Ooty 1976

I was well settled in England and saw this documentary when it was broadcast. I had joined the School as a 6 year old in 1958 and I still recall the Ooty of those days when it had the appearance of a small English town. In those days Kenya, where I had come from was a British colony and places like Nyeri of the late 50s and early 60s, where my relatives owned small businesses, had a similar atmosphere. Jim Corbett the man-eater tiger hunter and Baden-Powell the founder of the Scout movement, both old India hands, are buried in Nyeri.

That said, those shown remaining in Ooty led genteel lives and I prefer to use the definition of ‘maintaining or striving to maintain the appearance of superior or middle-class social status or respectability’ for that word.

I observed:

  1. Mrs Herbert was a traditional colonial memsahib and acted the part!
  2. Quennie Watshire’s ancestor was granted 20,000 acres for his part in suppressing the so called Indian Mutiny, during which Sir Henry Lawrence, through his own incompetence perished. The family made a fortune dealing in teak and coffee.
  3. Jack Lawrence the planter was continuing to enjoy his life of loneliness and seclusion.
  4. Alfreda Gay had no choice but to try and survive on her rubbishy paintings.

The 4 characters mentioned above had English accents and Colonel Gill Singh had an authoritative ‘Army’ accent. Mac, about whom there are 6 Pages, despite the subjects he taught, English and English Literature had a Railway Colony accent which was derogatively referred to by our British Colonisers as a Chi Chi accent!

There were still many British customs, viz, the Flower Show, The Hunt (only Jackals available), the Ball at the Ooty Club.

Mac – Wilfred Joseph McMahon and the Ooty Club – Jitu’s perspective

The Ooty Club, then as now, prestigious was where the said Mac would have given his right arm to be a member of but he neither had the money nor the class to be accepted! So Mac, who was absent from school most of the day, seven days a week had to make do with the ‘poor man’s’ Ooty Club, The Lawley Institute. Remember, the Railway Colony where Mac hailed from, had Clubs for the British and Institutions for the Anglo-Indians.

And yet, Mac was regarded as a hero merely because of his alleged Englishness!

At the time this documentary was produced, Mac was ‘obliged’ to leave Lovedale and go to a down market job running a newly created school in Horsley Hills, a sort of ‘poor man’s Nilgiri Hills located in modern day Andhra Pradesh.

The Ooty Club is of Historical Significance in that the timbers used in its construction were brought over from Seringapatanam where the British had defeated and killed Tipu Sultan. Among the officers who laid siege to Seringapatanam was Lt. Col. Alexander Lawrence, father of Sir Henry Lawrence.

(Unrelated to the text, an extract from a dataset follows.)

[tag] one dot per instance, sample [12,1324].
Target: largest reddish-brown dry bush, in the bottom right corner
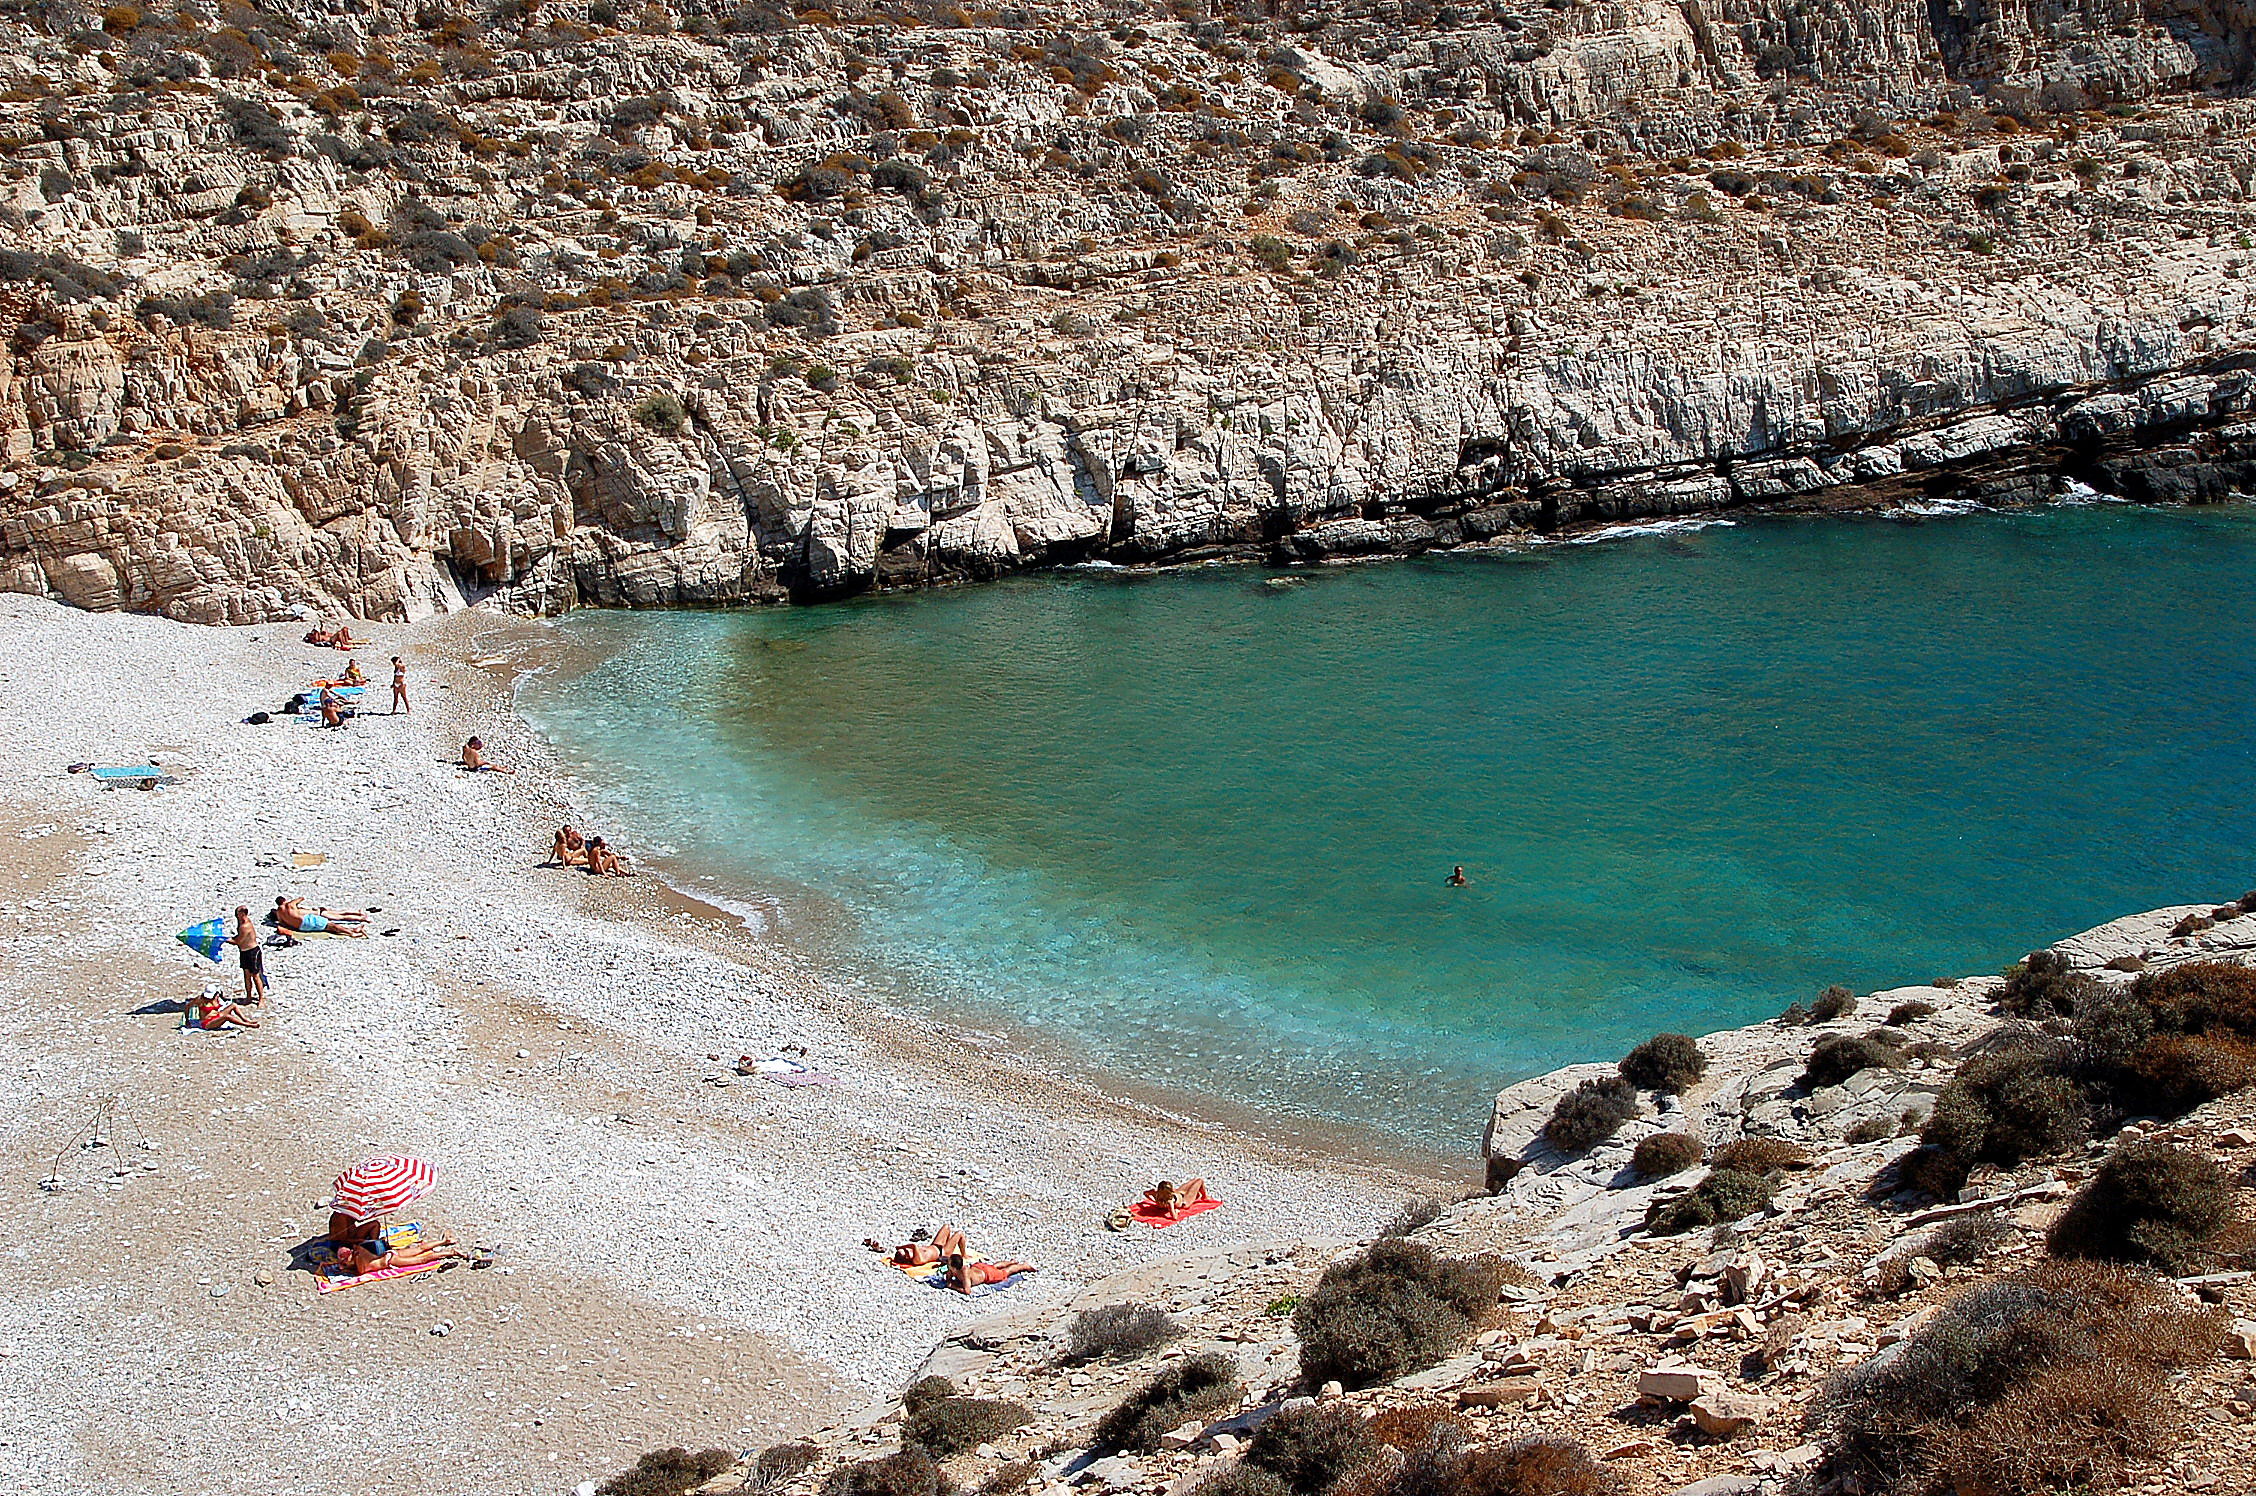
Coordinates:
[2043,1380]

The Indian Penal Code was drafted by Lord Babington (Macaulay) here and so exclusive was the club that even Churchill was excluded as he owed money to Bangalore Club!

The photographs show Jitu outside and inside the exclusive Ooty club. I stayed at the club for a few days.

The photographs below show Jitu at the Snooker Table said to be one where the game of Snooker was invented. Next to that is Jitu under the portrait of Sir Arthur Lawley, President of the Ootacamund Hunt 1906-1911, in whose honour the Lawley Institute is named and who laid the foundation stone for the Protestant Church in Lawrence School. The third photograph show that H.R. Dunk, who was on the Board of the School for many years was also President of Ooty Club in 1930.